Ce fut bien la première fois où elle vit Benjamin lui jeter un regard noir. Avait-elle finalement réussi à obtenir une réaction sincère de sa part ? Elle fut encore plus surprise de constater qu’il n’essayait pas à contester sa décision lorsqu’elle lui permit de récupérer sa pièce. Il régla la consommation qu’elle lui avait servie sans un mot et se leva. Même si son regard restait noir, il esquissa un petit sourire arrogant quand il lui lança :

— Et bien à dans six mois la naine bleue.

Sam serra des dents et contracta la mâchoire pour ne pas le renvoyer se faire foutre dans toutes les langues qu’elle connaissait. Néanmoins, elle se retint de surenchérir. C’était rarement une bonne idée de le faire avec Benjamin, c’était lui accorder de l’attention. Parfois, elle se demandait si ce n’était pas ce qu’il cherchait. Elle le surveilla jusqu’à ce qu’il sorte.

Si autant de regards n’étaient pas braqués sur eux, elle aurait soufflé de soulagement. Elle n’avait pas envie de lever la voix aujourd’hui. En parlant de voix, ses yeux se posèrent sur le piano à queue qui trônait au centre de la salle. Celle qui pouvait exprimer ses émotions sans qu’elle prononce le moindre mot. Celle qui pourrait la trahir si l’on savait réellement l’écouter. La seule chose qui lui donnait vraiment le sentiment de vivre. Dimitri qui était resté silencieux jusqu’à maintenant lui demanda :

— Il y a un pianiste des fois ?

— Oui, c’est moi.

— Je vous connais à peine et je vous trouve surprenante…

— Vous m’en direz tant… Pour l’originalité, on repassera.

— Vous savez jouer Für Elise de…

— Je n’aime pas spécialement Beethoven. Je trouve Chopin, Paganini ou Rachmaninov plus intéressant.

— Pourtant, elle a une histoire amusante.

— Elle a du sens que si on le lui en accorde. Et rien n’empêche de réécrire l’histoire encore et encore.

Cela dit, elle avait vraiment envie d’aller jouer maintenant. De toute façon, les clients connaissaient les règles quand elle quittait le comptoir : personne ne bouge. Elle n’avait pas besoin de le préciser à Dimitri, il allait très vite le comprendre. Tranquillement après s’être bien essuyé les mains, elle fit le tour du bar pour rejoindre le piano.

Avec une infime précaution après s’être assise, Sam leva le capot qui cachait le long clavier. Si quelque chose avait réellement du sens à ses yeux, c’était bien cet instrument. Jouer était bien plus qu’une passion, c’était un besoin viscéral. Une chose que son esprit ne pouvait pas oublier même s’il avait perdu ses origines. « Für Elise »… Pourquoi pas finalement ? Cela faisait une éternité qu’elle n’avait pas interprété quelque chose de doux. Quelle ironie que ce soit un client qui lui ait demandé…

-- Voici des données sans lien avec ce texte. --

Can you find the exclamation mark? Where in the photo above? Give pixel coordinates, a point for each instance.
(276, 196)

Sans vraiment prendre la peine de chauffer ses doigts et ses poignets, elle commença la partition en la jouant de tête. Très vite, le silence s’installa dans la salle. Tout le monde l’écoutait, plus personne n’osait l’interrompre. Elle-même se perdait dans des émotions lointaines. Rien n’avait de sens dans ce monde, excepté cette voix qui la trahira peut-être un jour, mais qui faisait partie d’elle.